Maybe IsProgrammingMath and ApplyingMathInProgramming?? -- francis


Definition of Math

This gets into the issue of "what is math". I tentatively define math as "language with well-defined rules". But, I don't think this excludes programming code though (except maybe for VB :-) There needs to be some tranformational component to it. You generally don't "transform" programs using math or symbolic reasoning rule engines. It is usually hand-done, although compilers sometimes apply rules to code to simplify the structure. Some languages are more "tranformational" than others. Thus, maybe "mathness" is continuous instead of Boolean. Boolean math is very transformational, for example, because you can apply the rules of BooleanAlgebra to simplify or transform Boolean expressions without changing their meaning. I have yet to see something massively transformational done on say a COBOL program.

All compilers ""transform" programs using math". Compilers are "symbolic reasoning rule engines".

{Not into the same language}

You can, if you want to. All compilers could transform source code into TuringMachine code. They don't for performance reasons, but that's one of the consequences of TuringCompleteness?. All of them can emulate each other. Anyway, I don't see why it matters if they tranform themselves into the same language or different languages. Can you explain?

Here is my latest working definition of "math": Usage of a symbolic language built with a fixed set of symbol primitives and fixed set of precise base rules based on the language which facilitate the manipulation of the language within the framework of these rules. (Note that the derivation of new rules is not excluded; the new rules are simply not "base" rules.)

All software conforms to this definition of math.

To some degree, yes.
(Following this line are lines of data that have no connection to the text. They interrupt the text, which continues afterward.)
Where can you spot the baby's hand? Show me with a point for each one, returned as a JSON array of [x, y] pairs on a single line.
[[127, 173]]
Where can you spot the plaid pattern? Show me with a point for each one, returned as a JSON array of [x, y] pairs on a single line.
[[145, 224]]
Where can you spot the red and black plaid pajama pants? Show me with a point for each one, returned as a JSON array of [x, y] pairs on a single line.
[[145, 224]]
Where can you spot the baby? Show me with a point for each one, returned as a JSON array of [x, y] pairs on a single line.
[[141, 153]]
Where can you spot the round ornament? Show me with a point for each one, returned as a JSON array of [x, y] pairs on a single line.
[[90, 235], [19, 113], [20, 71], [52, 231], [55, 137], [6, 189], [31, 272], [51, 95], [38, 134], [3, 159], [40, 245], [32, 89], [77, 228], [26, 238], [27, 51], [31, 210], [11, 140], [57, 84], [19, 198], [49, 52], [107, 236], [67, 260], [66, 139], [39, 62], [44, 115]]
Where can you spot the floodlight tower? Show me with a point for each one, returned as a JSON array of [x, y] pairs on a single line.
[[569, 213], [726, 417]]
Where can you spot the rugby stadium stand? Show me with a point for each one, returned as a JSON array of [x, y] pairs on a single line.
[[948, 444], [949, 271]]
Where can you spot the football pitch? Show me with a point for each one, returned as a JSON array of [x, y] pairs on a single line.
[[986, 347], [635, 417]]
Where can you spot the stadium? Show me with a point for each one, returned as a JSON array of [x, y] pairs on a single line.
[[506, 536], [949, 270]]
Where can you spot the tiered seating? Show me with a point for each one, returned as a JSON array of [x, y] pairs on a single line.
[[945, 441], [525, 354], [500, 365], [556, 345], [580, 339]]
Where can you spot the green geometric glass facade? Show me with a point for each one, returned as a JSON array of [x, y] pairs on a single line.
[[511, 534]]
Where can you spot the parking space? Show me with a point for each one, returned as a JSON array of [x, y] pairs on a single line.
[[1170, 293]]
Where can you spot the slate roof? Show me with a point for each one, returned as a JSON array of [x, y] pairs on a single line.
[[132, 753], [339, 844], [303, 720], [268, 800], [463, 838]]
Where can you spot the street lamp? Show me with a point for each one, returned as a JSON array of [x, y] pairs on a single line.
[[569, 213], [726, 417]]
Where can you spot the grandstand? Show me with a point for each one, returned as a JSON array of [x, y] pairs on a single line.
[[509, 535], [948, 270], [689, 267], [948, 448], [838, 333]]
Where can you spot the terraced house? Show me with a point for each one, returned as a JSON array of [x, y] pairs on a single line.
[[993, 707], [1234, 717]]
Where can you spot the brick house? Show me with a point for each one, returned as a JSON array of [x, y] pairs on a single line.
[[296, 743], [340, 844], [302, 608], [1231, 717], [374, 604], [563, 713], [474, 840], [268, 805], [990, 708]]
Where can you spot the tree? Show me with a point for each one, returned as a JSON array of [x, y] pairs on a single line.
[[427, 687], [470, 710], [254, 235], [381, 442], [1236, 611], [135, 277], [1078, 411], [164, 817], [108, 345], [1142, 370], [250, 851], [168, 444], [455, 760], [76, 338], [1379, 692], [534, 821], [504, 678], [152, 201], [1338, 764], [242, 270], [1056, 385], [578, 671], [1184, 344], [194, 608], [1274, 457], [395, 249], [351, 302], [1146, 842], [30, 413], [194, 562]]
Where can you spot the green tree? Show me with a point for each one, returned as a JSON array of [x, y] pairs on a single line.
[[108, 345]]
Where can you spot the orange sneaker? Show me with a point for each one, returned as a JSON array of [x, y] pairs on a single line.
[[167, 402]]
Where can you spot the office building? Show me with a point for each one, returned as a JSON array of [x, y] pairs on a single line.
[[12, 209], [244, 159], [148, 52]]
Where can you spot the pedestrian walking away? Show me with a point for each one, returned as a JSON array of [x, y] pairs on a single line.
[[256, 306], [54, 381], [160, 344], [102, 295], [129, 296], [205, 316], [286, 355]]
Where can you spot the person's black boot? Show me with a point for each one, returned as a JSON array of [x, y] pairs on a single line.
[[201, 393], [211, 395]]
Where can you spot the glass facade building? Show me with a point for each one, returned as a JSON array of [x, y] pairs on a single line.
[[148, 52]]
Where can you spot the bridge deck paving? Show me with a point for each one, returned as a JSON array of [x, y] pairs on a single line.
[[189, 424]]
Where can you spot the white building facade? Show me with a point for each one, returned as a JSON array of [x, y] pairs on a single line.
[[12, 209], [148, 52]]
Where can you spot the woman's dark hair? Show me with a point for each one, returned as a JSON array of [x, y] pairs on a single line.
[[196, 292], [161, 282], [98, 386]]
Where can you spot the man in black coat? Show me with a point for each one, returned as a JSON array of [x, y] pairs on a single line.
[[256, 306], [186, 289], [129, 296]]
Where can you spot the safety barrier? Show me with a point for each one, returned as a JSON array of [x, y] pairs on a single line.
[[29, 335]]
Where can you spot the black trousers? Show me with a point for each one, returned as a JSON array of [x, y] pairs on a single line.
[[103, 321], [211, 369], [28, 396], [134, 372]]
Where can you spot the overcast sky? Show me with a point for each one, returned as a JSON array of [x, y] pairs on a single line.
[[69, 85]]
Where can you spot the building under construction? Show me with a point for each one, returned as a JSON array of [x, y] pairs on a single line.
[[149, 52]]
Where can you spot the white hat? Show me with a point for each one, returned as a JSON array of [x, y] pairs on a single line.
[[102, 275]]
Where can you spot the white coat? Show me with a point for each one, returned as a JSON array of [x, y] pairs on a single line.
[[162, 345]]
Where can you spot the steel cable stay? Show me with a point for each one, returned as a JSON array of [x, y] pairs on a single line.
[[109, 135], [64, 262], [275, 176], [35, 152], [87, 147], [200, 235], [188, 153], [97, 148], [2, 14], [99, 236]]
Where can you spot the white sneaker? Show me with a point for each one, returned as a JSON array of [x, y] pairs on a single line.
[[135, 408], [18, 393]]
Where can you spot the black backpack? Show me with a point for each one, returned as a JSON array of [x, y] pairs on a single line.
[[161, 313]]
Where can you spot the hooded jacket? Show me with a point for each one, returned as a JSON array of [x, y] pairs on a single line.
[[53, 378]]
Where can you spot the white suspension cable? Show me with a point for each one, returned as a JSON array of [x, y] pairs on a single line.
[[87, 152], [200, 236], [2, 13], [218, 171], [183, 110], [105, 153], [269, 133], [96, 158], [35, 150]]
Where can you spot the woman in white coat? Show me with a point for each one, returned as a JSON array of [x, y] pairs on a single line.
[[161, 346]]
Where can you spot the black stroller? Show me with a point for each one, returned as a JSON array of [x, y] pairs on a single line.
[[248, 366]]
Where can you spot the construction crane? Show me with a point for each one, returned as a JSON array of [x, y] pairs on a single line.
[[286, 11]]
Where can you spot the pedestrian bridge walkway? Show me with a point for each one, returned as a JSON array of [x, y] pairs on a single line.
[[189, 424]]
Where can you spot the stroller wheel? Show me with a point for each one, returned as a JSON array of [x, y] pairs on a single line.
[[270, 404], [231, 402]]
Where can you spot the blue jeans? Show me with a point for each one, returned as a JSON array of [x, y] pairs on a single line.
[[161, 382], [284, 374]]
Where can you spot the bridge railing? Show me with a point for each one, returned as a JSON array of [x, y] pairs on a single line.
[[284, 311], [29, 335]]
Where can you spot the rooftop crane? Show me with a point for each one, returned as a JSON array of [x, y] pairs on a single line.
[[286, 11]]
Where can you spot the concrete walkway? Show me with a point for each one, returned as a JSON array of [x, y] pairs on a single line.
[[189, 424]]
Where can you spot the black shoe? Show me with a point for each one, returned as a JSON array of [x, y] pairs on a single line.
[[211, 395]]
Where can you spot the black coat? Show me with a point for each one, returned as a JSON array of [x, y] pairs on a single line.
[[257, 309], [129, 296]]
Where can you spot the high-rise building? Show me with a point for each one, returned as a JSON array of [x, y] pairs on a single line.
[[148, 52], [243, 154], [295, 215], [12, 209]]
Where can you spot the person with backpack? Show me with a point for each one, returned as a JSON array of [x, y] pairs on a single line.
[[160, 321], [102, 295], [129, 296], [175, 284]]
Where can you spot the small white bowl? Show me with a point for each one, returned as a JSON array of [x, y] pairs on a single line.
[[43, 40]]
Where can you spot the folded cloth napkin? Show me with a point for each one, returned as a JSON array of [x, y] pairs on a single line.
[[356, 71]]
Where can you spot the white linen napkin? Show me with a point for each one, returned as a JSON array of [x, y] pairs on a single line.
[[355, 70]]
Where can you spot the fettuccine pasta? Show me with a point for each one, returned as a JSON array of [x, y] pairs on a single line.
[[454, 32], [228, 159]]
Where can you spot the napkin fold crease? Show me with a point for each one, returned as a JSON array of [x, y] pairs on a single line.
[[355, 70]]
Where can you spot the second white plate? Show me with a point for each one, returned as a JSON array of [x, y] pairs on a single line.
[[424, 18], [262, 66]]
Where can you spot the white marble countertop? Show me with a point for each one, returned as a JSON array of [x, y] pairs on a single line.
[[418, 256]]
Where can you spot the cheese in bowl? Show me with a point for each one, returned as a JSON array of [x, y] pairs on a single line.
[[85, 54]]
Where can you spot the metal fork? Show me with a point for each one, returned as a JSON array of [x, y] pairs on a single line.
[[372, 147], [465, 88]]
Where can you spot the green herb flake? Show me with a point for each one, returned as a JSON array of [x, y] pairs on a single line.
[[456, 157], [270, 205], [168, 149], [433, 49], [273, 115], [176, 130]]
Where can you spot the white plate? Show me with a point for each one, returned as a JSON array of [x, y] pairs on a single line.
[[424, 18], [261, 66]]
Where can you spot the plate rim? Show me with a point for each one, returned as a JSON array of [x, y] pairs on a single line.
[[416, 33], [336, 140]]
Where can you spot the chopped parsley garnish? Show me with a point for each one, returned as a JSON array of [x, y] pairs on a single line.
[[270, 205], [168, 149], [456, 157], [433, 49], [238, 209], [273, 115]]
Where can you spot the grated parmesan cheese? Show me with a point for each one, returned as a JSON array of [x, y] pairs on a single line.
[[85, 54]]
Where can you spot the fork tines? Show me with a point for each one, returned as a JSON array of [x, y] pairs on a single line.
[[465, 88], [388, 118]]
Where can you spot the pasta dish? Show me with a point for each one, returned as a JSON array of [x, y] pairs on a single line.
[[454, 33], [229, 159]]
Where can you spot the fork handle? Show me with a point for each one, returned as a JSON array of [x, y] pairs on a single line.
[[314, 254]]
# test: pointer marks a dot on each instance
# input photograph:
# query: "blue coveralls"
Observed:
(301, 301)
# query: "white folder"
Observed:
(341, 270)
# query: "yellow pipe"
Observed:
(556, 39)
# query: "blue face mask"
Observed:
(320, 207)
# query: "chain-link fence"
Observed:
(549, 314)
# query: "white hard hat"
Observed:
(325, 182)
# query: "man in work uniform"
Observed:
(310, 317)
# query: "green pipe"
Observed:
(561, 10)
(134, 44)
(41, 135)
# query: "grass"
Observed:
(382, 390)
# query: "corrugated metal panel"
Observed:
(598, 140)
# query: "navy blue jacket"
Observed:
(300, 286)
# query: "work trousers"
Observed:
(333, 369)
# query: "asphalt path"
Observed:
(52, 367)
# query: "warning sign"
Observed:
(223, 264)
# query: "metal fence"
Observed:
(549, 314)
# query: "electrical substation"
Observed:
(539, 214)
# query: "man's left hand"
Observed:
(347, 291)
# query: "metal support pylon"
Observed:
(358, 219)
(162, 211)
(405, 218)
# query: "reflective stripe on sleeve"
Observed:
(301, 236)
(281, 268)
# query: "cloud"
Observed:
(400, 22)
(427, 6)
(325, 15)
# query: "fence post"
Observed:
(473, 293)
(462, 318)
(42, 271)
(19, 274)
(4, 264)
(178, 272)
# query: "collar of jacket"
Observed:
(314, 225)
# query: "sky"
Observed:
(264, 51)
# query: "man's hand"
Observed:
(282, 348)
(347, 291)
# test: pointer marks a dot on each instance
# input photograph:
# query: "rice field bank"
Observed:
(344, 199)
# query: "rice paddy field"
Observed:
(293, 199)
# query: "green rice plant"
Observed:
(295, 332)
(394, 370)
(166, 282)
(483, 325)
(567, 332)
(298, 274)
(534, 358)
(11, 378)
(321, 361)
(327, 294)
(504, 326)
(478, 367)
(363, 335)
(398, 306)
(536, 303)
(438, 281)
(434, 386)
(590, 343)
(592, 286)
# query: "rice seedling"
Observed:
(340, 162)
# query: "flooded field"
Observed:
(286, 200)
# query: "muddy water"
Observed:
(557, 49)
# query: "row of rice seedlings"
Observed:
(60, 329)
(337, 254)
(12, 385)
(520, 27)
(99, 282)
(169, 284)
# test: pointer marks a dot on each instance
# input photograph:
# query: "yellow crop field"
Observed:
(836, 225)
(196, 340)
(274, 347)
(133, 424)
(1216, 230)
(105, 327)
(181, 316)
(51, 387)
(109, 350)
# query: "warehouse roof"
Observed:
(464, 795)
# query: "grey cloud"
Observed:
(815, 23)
But like I said above, it is not all-or-nothing.

Sure it is. All programming consists of ordering logic rules for a TuringMachine. Math is expressed by logic and verified by logic. Logic can be expressed and verified mathematically, as Goedel showed. His GoedelNumbers? have evolved into addresses. Various sets of logical syntaxes have been written or wired into instruction sets. It is all math. Everything that a CPU or virtual machine does is math. It is all, not nothing, not in between.

"Doable" and "practical" are not necessarily related. May I suggest CriteriaForGoodMathOrCompactNotation. We have "good math" and "sloppy math".

Programming is a set of abstractions that help us set logical gates on silicon. Programming is logic. Logic is math. Programming is math. There is nothing sloppy about it. It is "doable" and "practical".

If I am interpreting that right, then we should all just write our software in machine code or bytecode, and forget about this "high level language" stuff.

Then you aren't interpreting that correctly. There's no good reason not to use abstractions in math.

Well, there is good abstraction and bad abstraction, and there is good math (or notation) and bad math.

Are you saying programming is bad math? Or that programming languages employ bad abstractions?


Programming is not fundamentally math unless life and thinking are fundamentally math.

Computers are clever arrangements of switches. The physics/electronics of computers is quite something else. To confuse how the machine is built with how the machine is used is a mistake.

Dijkstra pointed out that a fundamental asset to a programmer is a command of his native language. The expression of a sequence of logical states as math can be accomplished, but that doesn't mean that either thinking or programming is math, any more than chess is math.

Remember, ProgrammingIsInTheMind. Its expressions are a function of language and, just as it is possible to utter nonsense in spoken language, so it is equally possible to utter nonsense in programming.